Data annotation has become an integral part of any research project. Unavailability of a proper open-source tool to perform crowdsourcing for data annotation tasks and can be considered as a challenge which is faced by research students.
The main objective of this study is to develop a web-based system where users (crowdsourced) of the system can participate in the data annotation.
Data Annotation : Data annotation is the task of labeling data. Eg : Given an image, the user annotates whether the image is a picture of a cat or a picture of a dog.
1. Task Authors 2. AnnotatorsThe functionalities of the system include the following features,
Admin - Admin users can upload data annotation or generation tasks. In data annotation task, the admin can :
- Upload a description on the task
- Upload the data to be annotated (text or images)
- Provide the names of classes for which the data should be classified.
- Add a test to validate the ability of the data annotators.
- Approve a user as suitable for the annotation task.
- Provide how many users should annotate each data instance.

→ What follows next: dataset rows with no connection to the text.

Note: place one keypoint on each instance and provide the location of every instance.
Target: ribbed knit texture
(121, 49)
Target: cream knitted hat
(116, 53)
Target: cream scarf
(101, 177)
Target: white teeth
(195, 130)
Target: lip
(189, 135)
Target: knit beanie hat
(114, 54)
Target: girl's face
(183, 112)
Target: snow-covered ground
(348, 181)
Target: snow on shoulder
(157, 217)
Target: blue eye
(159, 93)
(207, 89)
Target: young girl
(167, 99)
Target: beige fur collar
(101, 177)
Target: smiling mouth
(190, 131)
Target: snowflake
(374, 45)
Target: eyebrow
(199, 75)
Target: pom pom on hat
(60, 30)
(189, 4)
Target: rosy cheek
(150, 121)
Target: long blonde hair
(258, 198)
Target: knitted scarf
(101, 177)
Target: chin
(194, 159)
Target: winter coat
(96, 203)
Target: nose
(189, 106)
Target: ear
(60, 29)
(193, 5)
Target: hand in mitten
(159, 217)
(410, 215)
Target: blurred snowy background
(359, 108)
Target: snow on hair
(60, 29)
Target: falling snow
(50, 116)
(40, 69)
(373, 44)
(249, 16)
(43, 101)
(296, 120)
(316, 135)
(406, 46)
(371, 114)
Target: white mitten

- Dynamically add more data with the time.
- Check the progress.
Annotator -
- Add personal details
- Annotate or generate data.
- Check his/her annotation history.
Special Features of the system:
- Handling concurrency issues (to prevent data instance from being annotated more than the required number of users)
- Limit the number of times a user annotates a particular data.
- Mechanisms to calculate inter-annotator agreement of annotated data (kappa score, percent agreement, correlations etc.)
- Other useful statistics (the class with the highest annotation, the type of data which has been mostly generated)
- Dynamic user interfaces that can automatically adjust according to the type of the data (image/text) and the number of classes.
- Proper authentication and user validation mechanisms.